Telkom managed to topple Cell C, which has faced several headwinds and has embarked on a recapitalisation programme to improve the company’s capital structure and to tackle its R9billion debt burden.
Telkom said although the consumer business had benefited from the increased demand from people working from home and online schooling due to Covid-19, BCX and Small Medium Business were negatively impacted by the national lockdown, as corporate customers were under severe financial pressure.
“Migration to work-from-home negatively impacted the enterprise fixed business, as the usage was diverted to mobile connectivity leading to a significant decline in fixed voice revenue,” said Telkom.
Telkom said enterprise customers reduced IT spend in the first half of the year and postponed some of their capital investment projects as a response to the heightened uncertain environment caused by Covid-19.
Overall, group revenue showed resilience in the face of this pandemic.

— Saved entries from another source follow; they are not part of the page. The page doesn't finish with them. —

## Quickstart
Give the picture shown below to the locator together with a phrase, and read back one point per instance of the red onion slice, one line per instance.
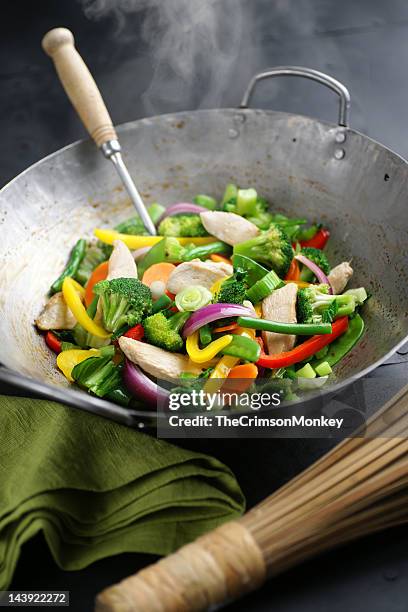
(141, 386)
(181, 208)
(213, 312)
(318, 272)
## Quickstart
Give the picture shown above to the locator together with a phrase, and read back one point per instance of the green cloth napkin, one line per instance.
(96, 488)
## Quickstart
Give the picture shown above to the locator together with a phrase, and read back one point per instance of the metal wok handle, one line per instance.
(307, 73)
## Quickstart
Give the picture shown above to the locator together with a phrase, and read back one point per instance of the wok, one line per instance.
(326, 172)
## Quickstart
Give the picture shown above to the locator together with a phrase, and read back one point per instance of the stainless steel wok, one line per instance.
(323, 171)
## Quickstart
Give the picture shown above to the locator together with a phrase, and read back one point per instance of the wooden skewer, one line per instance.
(360, 487)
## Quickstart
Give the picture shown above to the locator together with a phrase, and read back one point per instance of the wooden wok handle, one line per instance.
(218, 566)
(79, 84)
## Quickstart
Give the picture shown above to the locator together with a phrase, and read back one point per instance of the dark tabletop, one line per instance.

The group also said it had entered into a payment plan with the SA Revenue Service (Sars) to settle outstanding tax of R870million, signalling an end to the eight-year dispute.
Telkom said that, as part of the plan, the liability was payable until the end of March next year. “This will be funded out of our monthly cash flows,” said Telkom.
The dispute dates back to the 2012 year tax year and relates to the tax treatment of the loss that arose following the sale of a foreign subsidiary, Multi-links Telecommunication.
Sars disallowed the said deduction and issued an additional assessment. Telkom had made various US dollar-denominated loans to Multi-links to help the struggling company survive until it was sold to Hip Oils Topco in 2011, an unrelated third party.
Telkom shares closed 1.5percent lower at R25 on the JSE on Friday.